Jenkins had to play the stern, stick-in-the-mud in Step Brothers, but his “I wanted to be a dinosaur” speech at the end absolutely killed. He’s a secret weapon in all his comedies. He even managed to wring a memorable performance out of the mostly forgettable Hall Pass. Anchorman doesn’t have an elder statesman character (the most “responsible” character is Fred Willard‘s Ed Harken), and it would be cool to see Jenkins play the silliest character with the most life experience (although it should be noted that while Fred Willard is older than Jenkins; Willard just looks younger).
Bana is known mostly for his serious roles even though he did get to deliver some laughs in Apatow’s Funny People. There would certainly be an element of playing against type, but here’s something a lot of people don’t know: Bana started out doing comedy. In his early career, he gained a reputation for impressions, and eventually wrote and starred in the short-lived 1996 Australian sketch comedy program The Eric Bana Show. It wasn’t until 2000’s Chopper that he moved into dramatic material. U.S. audiences have probably never met the pre-Chopper Bana, and I can see him fitting in to the Anchorman world, but also expanding it by throwing in someone with a chiseled jaw and rock-hard abs. And speaking of adding someone who’s handsome beyond all reason…
Perhaps Jon Hamm is even funnier because he’s so famous for playing the deadly serious Don Draper, but Hamm’s guest spots on 30 Rock, his times hosting SNL, and, of course, Bridesmaids have all shown he has an undeniable knack for playing goofy, ridiculous characters.

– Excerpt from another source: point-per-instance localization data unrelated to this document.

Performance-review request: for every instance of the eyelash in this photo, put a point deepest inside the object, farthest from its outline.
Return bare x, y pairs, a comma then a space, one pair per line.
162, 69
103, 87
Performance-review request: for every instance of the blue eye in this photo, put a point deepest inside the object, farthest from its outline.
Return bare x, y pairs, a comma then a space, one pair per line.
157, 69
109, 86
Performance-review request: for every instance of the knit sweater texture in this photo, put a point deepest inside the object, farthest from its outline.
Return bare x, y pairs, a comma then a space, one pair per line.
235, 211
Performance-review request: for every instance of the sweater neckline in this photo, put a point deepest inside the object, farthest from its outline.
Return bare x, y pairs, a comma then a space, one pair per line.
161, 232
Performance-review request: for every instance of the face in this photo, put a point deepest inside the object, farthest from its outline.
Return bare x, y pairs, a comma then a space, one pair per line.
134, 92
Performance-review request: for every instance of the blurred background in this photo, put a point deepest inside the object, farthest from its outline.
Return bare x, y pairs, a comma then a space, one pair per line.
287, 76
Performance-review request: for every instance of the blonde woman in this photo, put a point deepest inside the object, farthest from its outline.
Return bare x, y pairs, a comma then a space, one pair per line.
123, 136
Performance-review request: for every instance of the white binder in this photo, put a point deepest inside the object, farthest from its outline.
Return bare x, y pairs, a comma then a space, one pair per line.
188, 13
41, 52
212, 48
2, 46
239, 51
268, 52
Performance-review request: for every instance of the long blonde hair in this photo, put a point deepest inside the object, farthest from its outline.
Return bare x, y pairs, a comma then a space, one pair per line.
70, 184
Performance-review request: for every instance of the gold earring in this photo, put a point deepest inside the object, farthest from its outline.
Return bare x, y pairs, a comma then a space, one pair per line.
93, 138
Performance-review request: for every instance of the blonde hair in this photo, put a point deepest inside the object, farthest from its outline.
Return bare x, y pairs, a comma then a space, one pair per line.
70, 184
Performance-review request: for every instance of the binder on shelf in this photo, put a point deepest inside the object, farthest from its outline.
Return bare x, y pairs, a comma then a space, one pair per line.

If you take his Bridesmaids character, remove some of the overt dickishness, and throw him back into the 1970s, you would have a worthy member of the Channel 4 News Team.
And now the exceptions to the McKay/Apatow rule:
The majority of Cheadle’s career has been drama, and in the Ocean’s movies he’s overshadowed by the ensemble and the fake British accent, but there have been moments in his career where Cheadle has shown he can go big for comedy. In Ocean’s Thirteen, he takes on the guise of “Fender Rhodes” to distract Al Pacino, and then there’s his hilarious Funny or Die Captain Planet parody. I get the feeling that if you give Cheadle a chance to feature in an out-and-out comedy rather than simply providing sporadic moments of broad humor, the Oscar-nominated actor is going to impress.
If you replace the tragic with the comic in Sam Rockwell’s Chuck Barris performance in Confessions of a Dangerous Mind, you have an Anchorman character. It’s all there: the bravado, the boorishness, the lewd behavior. Rockwell has also shown himself to be a master of all comic styles. You want sleezy? Look at Iron Man 2. You want cowardly? Look at Galaxy Quest. You want zany? Look at Hitchhiker’s Guide to the Galaxy. And those are just to name a few. He can do it all, and he could certainly do anything Anchorman 2 could throw at him.
So who did I forget? Sound off in the comments about who you’d like to see in Anchorman 2 and why. And remember: this list is just based off past work. Sometimes the best performances are the ones that come out of nowhere from actors you never thought had it in them.